Os investidores também acompanham o início da temporada de balanços das grandes empresas de tecnologia nos Estados Unidos, com destaque para os resultados da Alphabet, controladora do Google, e da Tesla, divulgados na quarta-feira (22).

O mercado ainda monitora os efeitos da entrada em vigor das novas tarifas dos Estados Unidos sobre produtos brasileiros, que passaram a valer na véspera.

Entre os destaques da última sessão da Bolsa está a Weg, fabricante de motores elétricos e equipamentos de automação. A companhia saltou quase 10%, a R$ 46,60, após divulgar os resultados do segundo trimestre.

A empresa registrou lucro líquido de R$ 1,56 bilhão no período, queda de 2,1% em relação ao segundo trimestre do ano passado. Apesar do recuo na comparação anual, o resultado superou as expectativas do mercado. Analistas consultados pela LSEG (London Stock Exchange Group) projetavam lucro líquido de R$ 1,52 bilhão e Ebitda de R$ 2,12 bilhões. A companhia, porém, reportou Ebitda de R$ 2,21 bilhões.

Segundo a Weg, o desempenho foi impactado principalmente pela valorização do real e menor demanda por projetos de geração de energia renovável no Brasil.

Vale e Petrobras, empresas de maior peso no Ibovespa, também encerraram o dia em alta.
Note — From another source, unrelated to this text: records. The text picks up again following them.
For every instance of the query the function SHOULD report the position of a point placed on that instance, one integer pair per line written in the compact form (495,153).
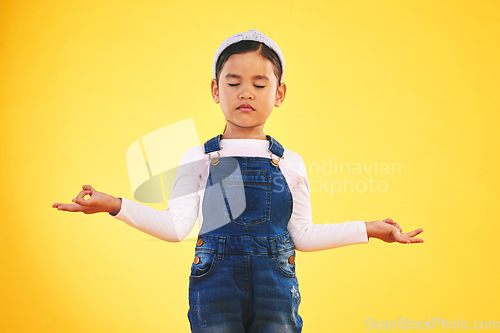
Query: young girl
(252,200)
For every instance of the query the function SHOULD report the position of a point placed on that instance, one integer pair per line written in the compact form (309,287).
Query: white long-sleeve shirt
(176,222)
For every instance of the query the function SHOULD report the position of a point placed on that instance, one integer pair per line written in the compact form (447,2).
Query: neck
(244,134)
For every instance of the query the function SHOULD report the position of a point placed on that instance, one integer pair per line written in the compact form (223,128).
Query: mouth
(246,108)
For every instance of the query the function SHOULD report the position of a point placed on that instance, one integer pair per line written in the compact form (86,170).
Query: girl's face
(247,78)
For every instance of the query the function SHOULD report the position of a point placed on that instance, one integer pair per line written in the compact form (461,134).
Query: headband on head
(250,35)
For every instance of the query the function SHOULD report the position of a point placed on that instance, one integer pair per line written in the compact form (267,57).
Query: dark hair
(245,46)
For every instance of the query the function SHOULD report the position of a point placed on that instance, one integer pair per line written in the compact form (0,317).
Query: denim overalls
(243,275)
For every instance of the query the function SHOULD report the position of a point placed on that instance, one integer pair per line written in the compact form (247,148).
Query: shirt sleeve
(175,223)
(315,237)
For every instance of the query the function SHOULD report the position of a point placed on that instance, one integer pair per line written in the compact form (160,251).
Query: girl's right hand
(97,202)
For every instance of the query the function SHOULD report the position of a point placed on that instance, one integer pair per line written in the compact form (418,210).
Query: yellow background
(409,82)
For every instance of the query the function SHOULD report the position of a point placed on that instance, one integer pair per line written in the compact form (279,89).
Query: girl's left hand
(389,231)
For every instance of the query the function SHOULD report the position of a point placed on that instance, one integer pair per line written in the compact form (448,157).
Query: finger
(400,238)
(88,187)
(398,227)
(414,232)
(412,240)
(391,222)
(82,194)
(80,201)
(70,207)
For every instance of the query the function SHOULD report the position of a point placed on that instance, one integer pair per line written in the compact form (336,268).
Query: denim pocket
(286,262)
(248,197)
(203,264)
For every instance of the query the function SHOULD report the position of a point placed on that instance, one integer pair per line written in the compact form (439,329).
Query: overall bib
(243,275)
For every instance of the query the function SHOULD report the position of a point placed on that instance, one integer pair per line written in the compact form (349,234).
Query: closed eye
(237,84)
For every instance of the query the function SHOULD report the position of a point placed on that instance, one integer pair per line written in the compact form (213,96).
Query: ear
(215,91)
(280,94)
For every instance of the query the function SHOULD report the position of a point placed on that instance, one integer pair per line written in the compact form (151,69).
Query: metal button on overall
(245,278)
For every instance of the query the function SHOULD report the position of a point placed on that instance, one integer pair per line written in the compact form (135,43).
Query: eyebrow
(259,77)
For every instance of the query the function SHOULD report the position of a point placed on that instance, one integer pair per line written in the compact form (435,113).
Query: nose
(246,93)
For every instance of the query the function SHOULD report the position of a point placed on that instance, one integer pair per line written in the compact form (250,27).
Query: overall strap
(213,144)
(275,147)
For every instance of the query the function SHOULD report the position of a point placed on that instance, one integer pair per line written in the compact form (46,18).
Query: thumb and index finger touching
(78,201)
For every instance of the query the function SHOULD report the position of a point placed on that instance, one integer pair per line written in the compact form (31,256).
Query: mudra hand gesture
(389,231)
(98,202)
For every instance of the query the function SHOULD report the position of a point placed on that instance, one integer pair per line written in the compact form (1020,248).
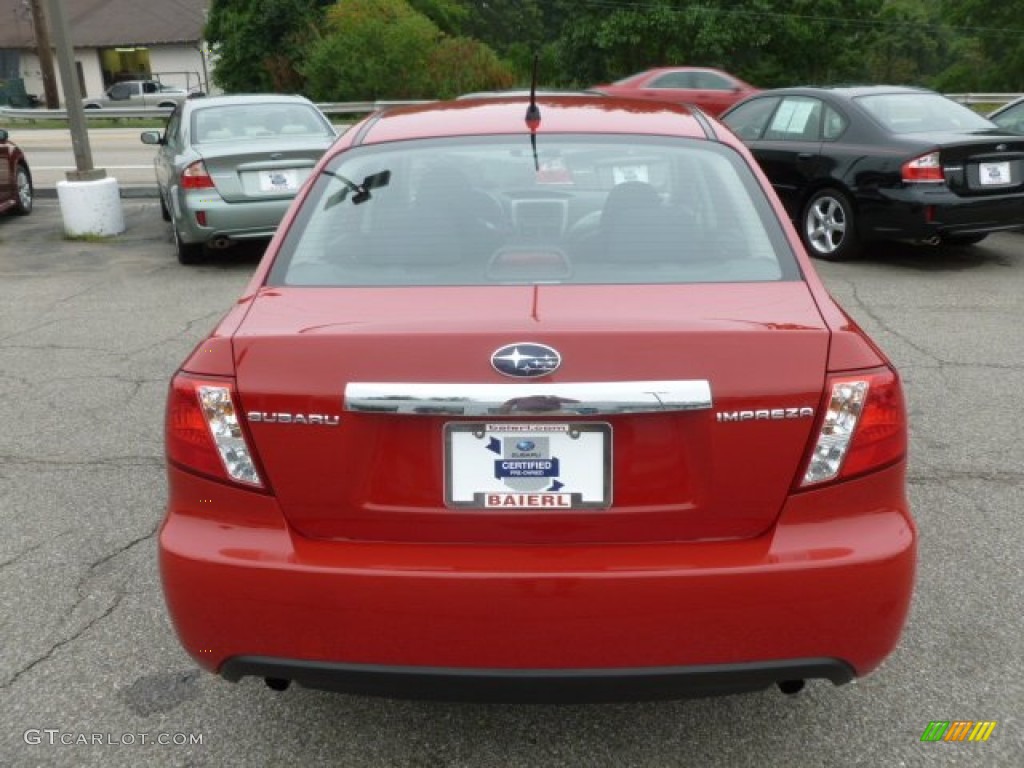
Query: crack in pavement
(84,594)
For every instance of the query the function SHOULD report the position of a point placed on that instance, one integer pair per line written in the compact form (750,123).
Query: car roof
(844,91)
(244,98)
(578,114)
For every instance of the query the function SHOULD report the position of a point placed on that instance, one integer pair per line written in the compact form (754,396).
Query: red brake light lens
(196,176)
(926,168)
(863,427)
(204,433)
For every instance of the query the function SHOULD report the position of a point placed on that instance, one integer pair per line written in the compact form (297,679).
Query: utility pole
(73,97)
(44,51)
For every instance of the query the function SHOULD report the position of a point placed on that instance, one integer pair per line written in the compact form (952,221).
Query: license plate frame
(994,174)
(527,466)
(279,180)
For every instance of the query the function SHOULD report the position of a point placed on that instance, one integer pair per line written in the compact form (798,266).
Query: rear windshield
(573,210)
(913,113)
(257,121)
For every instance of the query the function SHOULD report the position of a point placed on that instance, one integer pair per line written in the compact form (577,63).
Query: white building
(113,40)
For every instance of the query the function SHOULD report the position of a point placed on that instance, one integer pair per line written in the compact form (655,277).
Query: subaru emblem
(525,359)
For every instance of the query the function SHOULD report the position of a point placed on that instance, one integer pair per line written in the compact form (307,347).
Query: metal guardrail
(358,108)
(338,108)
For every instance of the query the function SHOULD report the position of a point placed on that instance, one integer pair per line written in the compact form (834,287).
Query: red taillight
(196,176)
(203,432)
(862,428)
(926,168)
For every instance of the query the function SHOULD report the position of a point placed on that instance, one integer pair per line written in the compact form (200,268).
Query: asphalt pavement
(91,673)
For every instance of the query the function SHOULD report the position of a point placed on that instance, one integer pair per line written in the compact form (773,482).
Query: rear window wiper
(360,193)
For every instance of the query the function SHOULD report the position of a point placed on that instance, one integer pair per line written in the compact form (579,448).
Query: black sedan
(869,163)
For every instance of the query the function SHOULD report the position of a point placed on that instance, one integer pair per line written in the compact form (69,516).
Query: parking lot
(91,672)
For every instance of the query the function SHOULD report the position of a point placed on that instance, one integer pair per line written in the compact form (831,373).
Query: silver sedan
(228,167)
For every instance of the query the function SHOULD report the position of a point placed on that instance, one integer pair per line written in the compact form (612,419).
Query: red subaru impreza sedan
(548,409)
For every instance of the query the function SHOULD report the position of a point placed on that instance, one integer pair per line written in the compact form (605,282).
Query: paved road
(89,334)
(118,151)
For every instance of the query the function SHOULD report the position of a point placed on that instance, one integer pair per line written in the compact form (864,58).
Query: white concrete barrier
(91,207)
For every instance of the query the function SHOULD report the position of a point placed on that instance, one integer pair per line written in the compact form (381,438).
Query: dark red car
(15,178)
(712,90)
(552,409)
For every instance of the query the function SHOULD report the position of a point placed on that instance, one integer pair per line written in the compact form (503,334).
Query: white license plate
(279,180)
(992,174)
(542,466)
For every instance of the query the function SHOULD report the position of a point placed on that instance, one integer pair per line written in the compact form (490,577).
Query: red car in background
(15,178)
(712,90)
(540,403)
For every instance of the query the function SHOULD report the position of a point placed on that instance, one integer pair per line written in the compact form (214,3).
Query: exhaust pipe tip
(791,687)
(276,683)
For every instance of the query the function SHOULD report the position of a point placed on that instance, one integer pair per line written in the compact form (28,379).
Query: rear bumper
(256,219)
(547,686)
(921,213)
(826,590)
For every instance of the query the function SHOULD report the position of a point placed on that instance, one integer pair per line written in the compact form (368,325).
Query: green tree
(385,49)
(989,44)
(257,42)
A mineradora foi beneficiada pela divulgação do relatório de produção, que mostrou crescimento de 20,9% na produção de minério de ferro em relação aos três primeiros meses do ano.

Além disso, os acionistas da companhia elegeram Manuel Lino Silva de Sousa Oliveira, conhecido como Ollie, para a presidência do conselho de administração em assembleia extraordinária. A mudança ocorre após a Previ solicitar, em junho, a destituição de Daniel Stieler, que ocupava o cargo até o início do mês.

Já as ações da Petrobras acompanharam a valorização do petróleo, impulsionada pelo agravamento das tensões no Oriente Médio. O avanço da commodity ocorre após novas ameaças do presidente dos Estados Unidos, Donald Trump, de aumentar os ataques ao Irã na região de Kolang Gazla, onde haveria uma instalação nuclear fortemente protegida.

“Vamos atacar essa área muito em breve, e com muita força”, afirmou. A promessa da ação militar ocorre em um momento de crescente ansiedade entre os operadores de petróleo. Isso porque o trânsito de petróleo pelo estreito de Hormuz diminuiu drasticamente nos últimos dias e os estoques globais caíram para níveis criticamente baixos.

No Brasil, os investidores continuam acompanhando os efeitos do início da cobrança pelos EUA da tarifa de 25% sobre um conjunto de produtos brasileiros, que pode impactar o fluxo de dólares para o Brasil.

A decisão do governo Trump afeta cerca de 3 mil itens e foi tomada a partir de uma investigação da Seção 301, feita pelo USTR (Escritório do Representante do Comércio dos EUA), que examina práticas comerciais consideradas injustas.

A investigação concluiu que práticas brasileiras restringem os negócios de agricultores, trabalhadores, inovadores e exportadores americanos.

Exportadores temem que o aumento das tarifas aprofunde a retração do comércio bilateral, que já registra queda de 12,8% no primeiro semestre, segundo dados do MDIC (Ministério do Desenvolvimento, Indústria, Comércio e Serviços), fechando em US$ 36,4 bilhões (R$ 184,8 bilhões), com saldo favorável aos Estados Unidos em US$ 1,5 bilhão (R$ 7,6 bilhões).